Jeotermelle anılan bir kentte, Sandıklı’da doğduk ve bebekliğimizden itibaren kaplıcayla iç içeyiz.
Kaplıca hakkında, jeotermal hakkında bütün gördüğümüz, duyduğumuz, bildiğimiz; onun şifa verdiği, faydalı olduğu, Allah’ın bir nimeti olduğudur. Yarım asrı aşkın bir süredir, bizzat kendim de bu nimetten yararlanır, şifasına canlı olarak şahit olurum.
Zaman geçti, teknik ilerledi, projeler yapıldı, şifalı su, Sandıklı’yı ısıtmaya başladı. 15 yıldır, ilçenin büyük bir bölümü “jeotermal enerji”yle ısınıyor. Kimseden bir şikâyet duymadım. Tam tersine, kullanan herkes memnuniyetini dile getiriyor. Soğuk Sandıklı iliklerine kadar ısındığı gibi, kirli kömürden de kurtulmuş oldu.

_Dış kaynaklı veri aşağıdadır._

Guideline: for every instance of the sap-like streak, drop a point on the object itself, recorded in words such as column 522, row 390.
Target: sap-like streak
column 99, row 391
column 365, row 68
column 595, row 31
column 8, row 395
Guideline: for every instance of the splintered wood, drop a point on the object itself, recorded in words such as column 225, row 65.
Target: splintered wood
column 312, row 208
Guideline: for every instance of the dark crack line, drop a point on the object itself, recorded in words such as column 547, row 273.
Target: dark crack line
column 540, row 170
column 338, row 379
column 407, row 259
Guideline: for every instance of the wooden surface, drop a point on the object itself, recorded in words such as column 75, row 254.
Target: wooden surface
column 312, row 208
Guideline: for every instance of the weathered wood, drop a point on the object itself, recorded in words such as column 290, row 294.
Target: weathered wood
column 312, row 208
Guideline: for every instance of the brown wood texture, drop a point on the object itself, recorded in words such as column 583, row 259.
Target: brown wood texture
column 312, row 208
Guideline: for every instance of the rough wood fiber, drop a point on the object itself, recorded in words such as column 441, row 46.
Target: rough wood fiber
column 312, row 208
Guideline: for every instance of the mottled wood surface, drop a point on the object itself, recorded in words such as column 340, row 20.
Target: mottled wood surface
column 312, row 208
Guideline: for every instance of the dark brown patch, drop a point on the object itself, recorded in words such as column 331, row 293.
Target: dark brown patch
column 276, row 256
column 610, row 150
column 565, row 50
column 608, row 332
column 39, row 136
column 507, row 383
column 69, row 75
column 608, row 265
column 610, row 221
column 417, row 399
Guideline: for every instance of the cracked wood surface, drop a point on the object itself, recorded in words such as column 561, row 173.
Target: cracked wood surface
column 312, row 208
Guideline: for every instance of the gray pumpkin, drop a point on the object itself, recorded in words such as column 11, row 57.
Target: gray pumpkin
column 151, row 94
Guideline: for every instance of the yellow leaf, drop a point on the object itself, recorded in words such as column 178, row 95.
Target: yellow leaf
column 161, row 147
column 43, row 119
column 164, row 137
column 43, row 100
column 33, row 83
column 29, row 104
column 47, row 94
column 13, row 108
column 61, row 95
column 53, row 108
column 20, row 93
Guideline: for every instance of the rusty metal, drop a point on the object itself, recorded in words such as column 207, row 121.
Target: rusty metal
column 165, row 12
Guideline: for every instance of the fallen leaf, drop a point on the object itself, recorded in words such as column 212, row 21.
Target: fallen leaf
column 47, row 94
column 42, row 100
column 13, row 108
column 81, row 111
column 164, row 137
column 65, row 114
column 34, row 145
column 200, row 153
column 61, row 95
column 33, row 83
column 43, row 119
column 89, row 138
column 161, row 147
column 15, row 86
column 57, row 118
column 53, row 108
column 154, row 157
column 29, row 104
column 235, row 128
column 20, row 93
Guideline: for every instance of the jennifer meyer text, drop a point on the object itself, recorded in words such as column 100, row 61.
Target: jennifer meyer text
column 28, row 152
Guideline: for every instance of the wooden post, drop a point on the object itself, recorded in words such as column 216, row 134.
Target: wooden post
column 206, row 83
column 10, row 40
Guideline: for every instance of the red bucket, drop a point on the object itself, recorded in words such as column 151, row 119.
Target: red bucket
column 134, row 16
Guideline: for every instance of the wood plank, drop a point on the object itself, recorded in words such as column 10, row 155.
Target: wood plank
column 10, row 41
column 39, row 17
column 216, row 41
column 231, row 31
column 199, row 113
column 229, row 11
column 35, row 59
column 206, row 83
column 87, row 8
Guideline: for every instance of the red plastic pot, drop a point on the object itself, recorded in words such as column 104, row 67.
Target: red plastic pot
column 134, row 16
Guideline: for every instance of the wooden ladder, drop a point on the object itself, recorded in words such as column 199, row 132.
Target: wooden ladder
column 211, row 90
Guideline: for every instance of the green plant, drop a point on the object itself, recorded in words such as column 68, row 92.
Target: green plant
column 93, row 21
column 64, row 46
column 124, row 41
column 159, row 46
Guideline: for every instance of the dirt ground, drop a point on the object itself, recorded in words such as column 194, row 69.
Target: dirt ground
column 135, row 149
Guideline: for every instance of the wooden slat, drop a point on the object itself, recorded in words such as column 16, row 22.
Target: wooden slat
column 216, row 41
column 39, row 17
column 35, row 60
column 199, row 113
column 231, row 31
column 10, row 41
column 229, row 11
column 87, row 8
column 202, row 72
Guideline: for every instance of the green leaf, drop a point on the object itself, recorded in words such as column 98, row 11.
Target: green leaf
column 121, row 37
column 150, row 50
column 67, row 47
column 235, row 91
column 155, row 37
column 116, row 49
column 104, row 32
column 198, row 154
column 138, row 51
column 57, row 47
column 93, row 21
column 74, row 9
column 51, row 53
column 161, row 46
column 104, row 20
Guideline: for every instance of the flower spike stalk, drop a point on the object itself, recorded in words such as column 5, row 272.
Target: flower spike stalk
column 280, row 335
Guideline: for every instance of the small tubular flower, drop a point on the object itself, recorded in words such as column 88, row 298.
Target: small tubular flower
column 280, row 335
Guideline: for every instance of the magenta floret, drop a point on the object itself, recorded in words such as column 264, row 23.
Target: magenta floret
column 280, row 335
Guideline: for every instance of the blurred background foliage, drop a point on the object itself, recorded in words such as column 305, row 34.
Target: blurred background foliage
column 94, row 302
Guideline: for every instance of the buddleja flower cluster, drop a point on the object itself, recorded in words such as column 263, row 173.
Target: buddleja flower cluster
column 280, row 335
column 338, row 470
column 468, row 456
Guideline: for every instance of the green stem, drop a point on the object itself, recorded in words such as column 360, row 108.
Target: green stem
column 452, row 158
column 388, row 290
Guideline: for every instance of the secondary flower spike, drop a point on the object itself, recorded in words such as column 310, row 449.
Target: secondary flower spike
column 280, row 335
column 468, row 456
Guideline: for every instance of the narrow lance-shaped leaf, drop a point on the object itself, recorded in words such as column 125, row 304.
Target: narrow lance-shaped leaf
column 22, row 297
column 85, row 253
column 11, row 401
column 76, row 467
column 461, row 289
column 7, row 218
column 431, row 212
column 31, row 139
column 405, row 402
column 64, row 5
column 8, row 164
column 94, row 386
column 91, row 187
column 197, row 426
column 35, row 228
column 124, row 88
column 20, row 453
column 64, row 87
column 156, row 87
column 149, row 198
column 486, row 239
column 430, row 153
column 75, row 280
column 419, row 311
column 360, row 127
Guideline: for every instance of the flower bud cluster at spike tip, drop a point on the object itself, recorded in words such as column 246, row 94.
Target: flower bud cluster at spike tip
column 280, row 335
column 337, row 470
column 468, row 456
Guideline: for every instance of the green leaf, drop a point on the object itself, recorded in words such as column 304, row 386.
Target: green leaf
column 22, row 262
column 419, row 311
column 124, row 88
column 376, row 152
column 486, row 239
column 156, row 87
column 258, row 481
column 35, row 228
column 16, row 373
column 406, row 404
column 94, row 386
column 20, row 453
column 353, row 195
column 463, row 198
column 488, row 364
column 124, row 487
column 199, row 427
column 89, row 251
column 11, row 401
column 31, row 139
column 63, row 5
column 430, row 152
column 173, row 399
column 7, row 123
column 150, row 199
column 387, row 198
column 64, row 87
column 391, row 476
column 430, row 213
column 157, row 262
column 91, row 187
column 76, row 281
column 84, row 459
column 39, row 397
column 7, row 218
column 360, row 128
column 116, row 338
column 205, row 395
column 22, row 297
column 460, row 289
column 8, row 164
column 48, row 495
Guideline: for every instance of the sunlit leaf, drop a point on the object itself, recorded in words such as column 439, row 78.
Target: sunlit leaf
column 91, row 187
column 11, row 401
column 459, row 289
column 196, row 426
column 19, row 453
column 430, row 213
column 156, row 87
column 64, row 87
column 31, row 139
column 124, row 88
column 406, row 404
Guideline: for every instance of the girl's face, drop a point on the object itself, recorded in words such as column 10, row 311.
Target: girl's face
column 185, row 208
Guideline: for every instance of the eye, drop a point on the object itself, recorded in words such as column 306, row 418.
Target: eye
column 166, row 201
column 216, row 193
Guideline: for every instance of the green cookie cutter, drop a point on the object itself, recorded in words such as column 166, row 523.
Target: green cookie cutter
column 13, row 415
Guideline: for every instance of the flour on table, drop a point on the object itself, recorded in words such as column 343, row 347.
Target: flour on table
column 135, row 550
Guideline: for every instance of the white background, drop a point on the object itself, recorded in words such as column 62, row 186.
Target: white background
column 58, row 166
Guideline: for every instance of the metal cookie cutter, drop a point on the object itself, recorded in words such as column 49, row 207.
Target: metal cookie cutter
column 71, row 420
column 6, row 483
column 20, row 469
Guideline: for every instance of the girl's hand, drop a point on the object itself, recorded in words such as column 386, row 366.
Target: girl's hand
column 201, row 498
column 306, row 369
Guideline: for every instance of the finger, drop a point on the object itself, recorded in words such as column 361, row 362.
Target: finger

Jeotermal ısınmadan sonra, “jeotermal sera”lar kuruldu. Ocak 2017’deki ziyaretimde ayaküstü görüştüğüm, arkadaşım Osman Tanrıverdi, idaresinde bulunan serada 40-50 kişinin çalıştığını söyledi. Düzinelerce seradan sadece biri 40-50 kişiye istihdam sağlıyorsa, tamamını hesap edin.
Kaplıca, zaten başlı başına bir büyük istihdam alanı… Otellerin çoğalmasıyla, evde oturan kadınlara bile istihdam sağladı.
Kaplıca’ya ne zaman gitsem, uzaklardan gelen birileriyle mutlaka karşılaşırım. Geçen ay gittiğimde de 60 yaşlarında bir İzmirliyle karşılaştım. Her yıl, 10-15 günlüğüne geldiğini ve şifa bulduğunu, o iyileşmenin, kendisini 1 sene götürdüğü söyledi.
Netice olarak; Sandıklı’daki jeotermal, her yönüyle faydalı, olumlu, katkılı, tamamıyla “yapıcı” bir doğal kaynak…
Jeotermalin zararlı bir etkisi de var mı?
Varmış!
x x x
YIKICI JEOTERMAL
Aşağıdaki fotoğrafta gördüğünüz Ahmet ve Fadime Camuz çiftiyle, Ege Çevre ve Kültür Platformu’nun (EGEÇEP), 26 Şubat 2016 tarihindeki kurultayında tanıştım. Hikâyelerini bizzat kendilerinden dinledim.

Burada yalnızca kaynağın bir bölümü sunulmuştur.